Gigabit speed presents special-access conundrum, Level 3 says

Level 3 Communications may be one of the most aggressive providers rolling out fiber to deliver a host of Ethernet and cloud services, but being a competitive provider it can't bring fiber into every building that wants service.

As the FCC gets ready to rule on a new NPRM related to special access services on Thursday, Level 3 has told the regulator that business data services that surpass 50 Mbps of capacity is a sign of "effective competition."

In a FCC filing, Level 3 said that it can't always build a business case to extend fiber to a business customers' location even if it's close to its fiber network. This is due to a number of factors, including distance from its nearest fiber network point and the amount of bandwidth a customer is requesting.

"The costs of deploying loops are distance sensitive, and per-foot costs vary substantially from area to area," Level 3 said in the filing. "Nevertheless, Level 3 could not typically justify deploying a new loop to a potential customer seeking to purchase dedicated capacity located even just 100 feet from a splice point on Level 3's fiber transport network unless the customer purchases a connection of a capacity that is significantly greater than 50 Mbps, such as 1 Gbps or more."
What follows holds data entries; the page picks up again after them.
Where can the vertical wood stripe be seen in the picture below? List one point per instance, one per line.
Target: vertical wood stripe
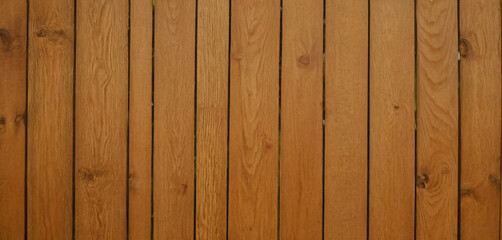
(212, 118)
(50, 123)
(392, 120)
(101, 119)
(254, 119)
(174, 119)
(13, 17)
(437, 120)
(480, 95)
(140, 119)
(346, 131)
(301, 182)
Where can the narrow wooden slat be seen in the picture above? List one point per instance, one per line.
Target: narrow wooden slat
(480, 111)
(50, 119)
(174, 119)
(437, 120)
(101, 119)
(140, 119)
(392, 120)
(346, 131)
(254, 119)
(13, 18)
(212, 113)
(301, 120)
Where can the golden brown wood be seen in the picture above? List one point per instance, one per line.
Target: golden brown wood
(101, 119)
(13, 17)
(50, 119)
(480, 106)
(437, 120)
(174, 119)
(254, 119)
(392, 120)
(212, 113)
(140, 120)
(346, 131)
(301, 120)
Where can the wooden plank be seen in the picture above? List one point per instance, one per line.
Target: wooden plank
(140, 119)
(101, 119)
(212, 113)
(480, 111)
(254, 119)
(346, 116)
(13, 17)
(437, 120)
(174, 119)
(392, 120)
(301, 159)
(50, 119)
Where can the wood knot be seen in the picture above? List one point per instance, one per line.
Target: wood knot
(5, 38)
(20, 119)
(304, 59)
(422, 180)
(2, 124)
(57, 35)
(464, 47)
(88, 174)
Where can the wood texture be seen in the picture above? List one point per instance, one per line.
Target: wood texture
(101, 119)
(212, 118)
(13, 17)
(301, 179)
(480, 94)
(346, 130)
(254, 119)
(174, 119)
(140, 119)
(437, 120)
(50, 119)
(392, 120)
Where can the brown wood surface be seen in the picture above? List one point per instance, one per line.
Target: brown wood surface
(437, 120)
(101, 119)
(392, 120)
(174, 119)
(301, 163)
(13, 17)
(212, 118)
(50, 119)
(140, 119)
(346, 130)
(480, 111)
(254, 119)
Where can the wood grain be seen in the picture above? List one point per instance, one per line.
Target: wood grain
(101, 119)
(13, 20)
(140, 119)
(437, 120)
(346, 116)
(174, 119)
(50, 119)
(212, 118)
(392, 120)
(480, 94)
(254, 119)
(301, 156)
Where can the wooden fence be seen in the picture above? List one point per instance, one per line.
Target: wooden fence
(250, 119)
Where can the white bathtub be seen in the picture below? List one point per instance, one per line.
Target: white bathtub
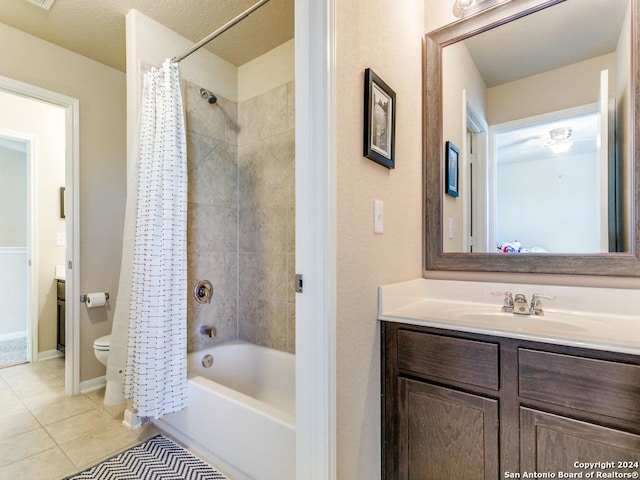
(241, 413)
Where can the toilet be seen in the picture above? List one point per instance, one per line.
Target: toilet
(101, 348)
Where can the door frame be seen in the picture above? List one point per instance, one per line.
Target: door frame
(316, 239)
(71, 107)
What this potentially means is that it can't justify digging up a city or town's streets to extend fiber to either a branch office of a multisite or single-site business customer that only needs a 10 or 50 Mbps connection.

In cases where it can't justify building out fiber directly to a customer, Level 3 and other competitive carriers have to purchase last mile circuits from a local incumbent like AT&T (NYSE: T). To ensure greater fairness in purchasing special access circuits from incumbents, Level 3 has also asked the FCC to create rules that allow service providers to "choose the size of the volume commitments they make under the incumbent LECs' harmful volume and term plans." also known as lock-up plans.

The service provider said that such a "policy will lower barriers to competition much more quickly if customers are given "fresh look" rights under their existing plans and overlay agreements while enabling "customers to enter into new purchase arrangements with incumbent LECs so that they can increase the volume of BDS they purchase from competitive wholesalers."